ParameterValue (typical GA)Source
α_zero-lift α₀ (cambered)−1° to −3°NACA Reports
dCL/dα (slope)0.1 per degreeAnderson Ch. 4
α_stall14°–18° (airfoil); 10°–12° (wing)FAA AFH
CL_max1.2–1.8 without flaps, up to 2.5 with flapsNACA 2412

Why does CL drop after stall?

At small α: flow follows the profile cleanly (laminar/turbulent boundary layer attached).

At critical α (α_stall): adverse pressure gradient on upper surface becomes too large → boundary layer separates.

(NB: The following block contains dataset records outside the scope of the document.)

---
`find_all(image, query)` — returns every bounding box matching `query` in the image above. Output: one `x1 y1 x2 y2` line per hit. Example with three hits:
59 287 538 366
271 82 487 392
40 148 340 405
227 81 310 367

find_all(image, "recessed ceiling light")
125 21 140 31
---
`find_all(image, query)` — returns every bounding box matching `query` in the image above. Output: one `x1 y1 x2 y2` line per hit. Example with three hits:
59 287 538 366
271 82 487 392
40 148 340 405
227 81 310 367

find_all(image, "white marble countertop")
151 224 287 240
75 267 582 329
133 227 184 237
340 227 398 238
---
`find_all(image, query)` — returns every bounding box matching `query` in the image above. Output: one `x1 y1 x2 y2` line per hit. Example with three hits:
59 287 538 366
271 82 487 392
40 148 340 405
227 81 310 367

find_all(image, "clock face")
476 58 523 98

At α > α_stall: massive separation → large vortex region above airfoil → CL drops dramatically, CD rises sharply.

Wing stall vs airfoil stall

Airfoil (2D): α_stall typically 14–18°. Wing (3D): α_stall typically 10–12°, because wingtip vortices and downwash reduce the effective α at the tips — root stalls first (in a normally designed wing with washout).

Flap influence

Flaps raise CL_max and shift the CL-α curve up and left:

  • CL_max can rise from 1.4 to 2.4.
  • α_stall can drop from 16° to 12° (flaps "increase" effective airfoil AoA).
  • CL₀ becomes more negative (flaps add camber).

Source: FAA AFH Chapter 5.

Practical consequences

  1. CL_max sets stall speed: higher CL_max → lower Vs.
  2. Flaps for approach/landing: lower Vapp possible.
  3. Manoeuvring speed Va: at CL_max the maximum g-factor is also limited.
  4. Spin: asymmetric stall (one wing earlier) → autorotation.

What happens exactly in stall? (see lesson "Stall / Flow Separation")

  • Nose drops (no lift despite high α).
  • Speed falls (at constant pitch).
  • Recovery: yoke forward (reduce α), increase power, then pitch up.